Rund anderthalb Wochen nach ihrem Verschwinden im kongolesischen Dschungel ist die Affenforscherin Esther Carlitz wieder aufgetaucht. Eine Gruppe Priester griff die 23-jährige Biologiestudentin im Nationalpark auf.

Etwa eineinhalb Wochen nach ihrem Verschwinden im Salonga Nationalpark im Kongo ist die 23-jährige Affenforscherin Esther Carlitz gefunden worden. Eine Gruppe von Priestern habe sie im Nationalpark entdeckt, erklärte der Afrika-Experte der CDU/CSU-Bundestagsfraktion, Hartwig Fischer. Das Auswärtige Amt bestätigte die Information.

Der Leipziger Biologiestudentin gehe es den Umständen entsprechend gut. Nähere Angaben konnte das Auswärtige Amt aber noch nicht machen. Laut Fischer befindet sich Carlitz derzeit noch bei den Priestern. Sie solle so rasch wie möglich in die kongolesische Hauptstadt Kinshasa gebracht werden.

Die in Halle (Saale) geborene Carlitz gehörte dem Forschercamp Lui Kotal des Max-Planck-Instituts an, an dem das Verhalten von Bonobos (Zwergschimpansen) erforscht wird.

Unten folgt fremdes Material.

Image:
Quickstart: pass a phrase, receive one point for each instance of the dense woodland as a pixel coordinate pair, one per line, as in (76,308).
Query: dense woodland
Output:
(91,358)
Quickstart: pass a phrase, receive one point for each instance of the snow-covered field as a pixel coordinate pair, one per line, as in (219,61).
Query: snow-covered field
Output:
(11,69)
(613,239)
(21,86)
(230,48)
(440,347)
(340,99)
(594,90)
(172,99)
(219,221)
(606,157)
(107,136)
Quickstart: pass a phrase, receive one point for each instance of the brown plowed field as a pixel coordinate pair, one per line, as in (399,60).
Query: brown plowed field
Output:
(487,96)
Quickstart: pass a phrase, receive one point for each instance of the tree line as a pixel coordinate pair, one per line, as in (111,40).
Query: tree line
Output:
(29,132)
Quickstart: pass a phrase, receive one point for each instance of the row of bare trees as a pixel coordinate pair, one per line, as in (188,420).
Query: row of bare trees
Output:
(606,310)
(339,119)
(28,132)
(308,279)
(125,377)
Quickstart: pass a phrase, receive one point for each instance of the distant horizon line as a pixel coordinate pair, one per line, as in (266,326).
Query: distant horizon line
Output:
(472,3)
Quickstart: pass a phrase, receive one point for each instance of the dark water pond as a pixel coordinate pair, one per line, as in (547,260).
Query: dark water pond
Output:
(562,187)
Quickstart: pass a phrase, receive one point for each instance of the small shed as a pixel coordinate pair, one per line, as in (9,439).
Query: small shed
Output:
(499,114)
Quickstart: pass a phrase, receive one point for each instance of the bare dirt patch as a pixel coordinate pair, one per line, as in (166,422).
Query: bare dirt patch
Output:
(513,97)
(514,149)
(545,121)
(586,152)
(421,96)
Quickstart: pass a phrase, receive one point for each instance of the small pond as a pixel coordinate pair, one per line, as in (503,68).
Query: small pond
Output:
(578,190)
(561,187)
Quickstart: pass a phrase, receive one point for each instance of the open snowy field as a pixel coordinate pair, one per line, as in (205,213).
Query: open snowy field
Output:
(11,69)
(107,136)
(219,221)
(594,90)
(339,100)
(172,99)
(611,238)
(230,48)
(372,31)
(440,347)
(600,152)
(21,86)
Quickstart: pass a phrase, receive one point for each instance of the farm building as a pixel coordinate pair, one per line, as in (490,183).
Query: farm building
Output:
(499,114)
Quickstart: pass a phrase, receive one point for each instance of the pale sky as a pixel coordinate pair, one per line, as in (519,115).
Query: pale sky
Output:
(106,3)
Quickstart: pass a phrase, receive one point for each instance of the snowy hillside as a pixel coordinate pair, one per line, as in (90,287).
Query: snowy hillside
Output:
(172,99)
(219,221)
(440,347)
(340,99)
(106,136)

Die Biologiestudentin wollte sich auf ihre Diplomarbeit vorbereiten. Am 22. Mai war die Pfarrerstochter zusammen mit einem erfahrenen Assistenten und ausgerüstet mit Karten, Kompass sowie Satellitenpeilgerät aufgebrochen, um Bonobos zu beobachten. Nachdem sie den Kontakt zu ihrem Begleiter verloren hatte, verlor sich jede Spur von ihr.